Ilmarinen gave her a sour stare. "If you gush any more, my dear, you'll turn into a hot spring."
She reminded herself that Fernao had needed the master mage's help to launch his counterspell at Mezentio's mages. That helped her keep her temper now. "The Algarvians are the ones gushing hot tears now," she said. "We put a lot of their sorcerers out of business today."
"Well, so we did." But even that didn't much impress Ilmarinen. He went on, "It won't bring the Kaunians they killed back to life, though."
"Did I say it would?" Pekka returned. "But it may give them less reason to kill more of them. That also counts for something."
Perhaps because of the brandy, she felt her temper slipping out from under her control whether she wanted it to or not. Had Ilmarinen argued further, she would
have scorched him. To her relief, he didn't, or not very much, anyhow. He said, "Aye, I suppose that's true, not that it does the poor blond buggers they sacrificed this time any good." Then he gulped the last of the ale in his mug, slammed it down on the table, and stalked away.
Fernao stared after hi
m. "I almost think he would be happier if we were losing than he is to have struck the Algarvians a solid sorcerous blow," the Lagoan mage observed.

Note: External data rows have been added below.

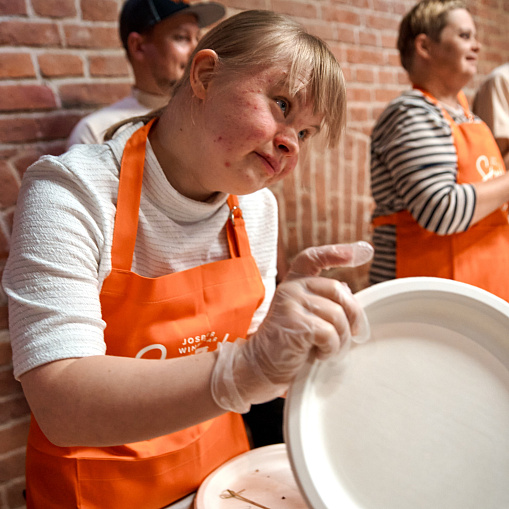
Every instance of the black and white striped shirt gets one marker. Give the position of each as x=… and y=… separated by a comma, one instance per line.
x=414, y=168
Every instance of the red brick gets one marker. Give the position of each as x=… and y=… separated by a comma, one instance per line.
x=346, y=34
x=20, y=33
x=363, y=56
x=11, y=7
x=295, y=9
x=92, y=94
x=8, y=385
x=99, y=10
x=13, y=408
x=341, y=14
x=367, y=38
x=365, y=75
x=25, y=158
x=389, y=40
x=79, y=36
x=12, y=465
x=9, y=185
x=57, y=65
x=54, y=8
x=358, y=94
x=383, y=22
x=357, y=114
x=320, y=29
x=108, y=65
x=26, y=97
x=14, y=436
x=16, y=65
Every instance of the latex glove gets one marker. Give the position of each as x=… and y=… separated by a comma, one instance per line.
x=308, y=313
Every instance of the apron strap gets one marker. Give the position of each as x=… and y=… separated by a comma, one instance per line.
x=238, y=241
x=128, y=200
x=128, y=206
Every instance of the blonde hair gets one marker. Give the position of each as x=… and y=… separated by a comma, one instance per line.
x=258, y=39
x=427, y=17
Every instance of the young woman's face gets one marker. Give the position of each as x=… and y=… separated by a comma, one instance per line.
x=251, y=132
x=456, y=53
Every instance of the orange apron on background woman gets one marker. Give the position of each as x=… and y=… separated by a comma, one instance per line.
x=166, y=317
x=478, y=256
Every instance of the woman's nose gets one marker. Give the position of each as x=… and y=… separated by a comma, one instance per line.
x=287, y=142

With a sigh, Pekka answered, "I fear you are exactly right. He would feel more needed were that so, and we would be more inclined to make the kind of experiments he wants." She shrugged. "As things are, I am the one who judges what is important and what is not, and I say that what we did here today was one of the most important things we have ever done."

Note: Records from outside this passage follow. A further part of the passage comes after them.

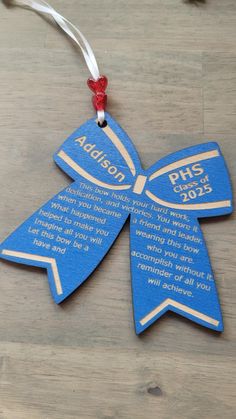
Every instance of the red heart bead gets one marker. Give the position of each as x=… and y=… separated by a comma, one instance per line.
x=99, y=85
x=100, y=101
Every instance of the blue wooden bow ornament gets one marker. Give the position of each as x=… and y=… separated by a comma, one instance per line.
x=72, y=232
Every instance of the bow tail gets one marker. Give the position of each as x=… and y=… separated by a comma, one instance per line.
x=68, y=236
x=171, y=271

"I think you are right," Fernao said. "We proved we could project that power a long way-a lot farther than we would have tried had the Algarvians not pushed us."
"Everything we have done up till now, we have done because the Algarvians are pushing us," Pekka said. "This time, though, we pushed back."
"Aye." Fernao turned in his chair till he was facing north and ever so slightly west. He pointed in that same direction. "Along this bearing-this is the direction from which their attack came, and the direction along which we aimed our answer. If we sent a dragon flying along this line, I wonder what its flier would see after it got to the coast of Valmiera."